Outside the temple in Liuyicun, old women sit chatting, some resting their shrunken feet in the sunlight. Seven years ago, there were still 300 women with bound feet in this village. But many have since died. The village's former prosperity, from its thriving textile business, was the reason every family bound their daughters' feet. And they carried on long after foot binding was outlawed in 1912.


The bandages that women used for footbinding were about 10 feet long, so it was difficult for them to wash their feet. They only washed once every two weeks, so it was very, very stinky. Some married women with bound feet would even get up in the middle of the night to start their toilette, just to ensure they would look good in daytime.
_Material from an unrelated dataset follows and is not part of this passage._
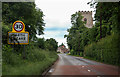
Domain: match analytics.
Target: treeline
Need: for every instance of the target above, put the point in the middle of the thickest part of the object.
(81, 39)
(39, 54)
Some scholars say footbinding deepened female subjugation by making women more dependent on their men folk, restricting their movements and enforcing their chastity, since women with bound feet were physically incapable of venturing far from their homes.

Certainly the "three-inch golden lotuses" were seen as the ultimate erogenous zone, with Qing dynasty pornographic books listing 48 different ways of playing with women's bound feet.
Some estimate that as many as 2 billion Chinese women broke and bound their feet to attain this agonizing ideal of physical perfection. Women with tiny feet were a status symbol who would bring honor upon the entire clan by their appearance.

These women disfigured their feet to guarantee their own future, but this act ultimately consigned them to tragic lives. Most of Liuyicun's bound-feet women were forced to perform hard physical labor in the late 1950s, digging reservoirs, for example — work which was punishing enough for ordinary women, but agonizing for those with tiny, misshapen feet. Their tiny feet sealed their tragic fates.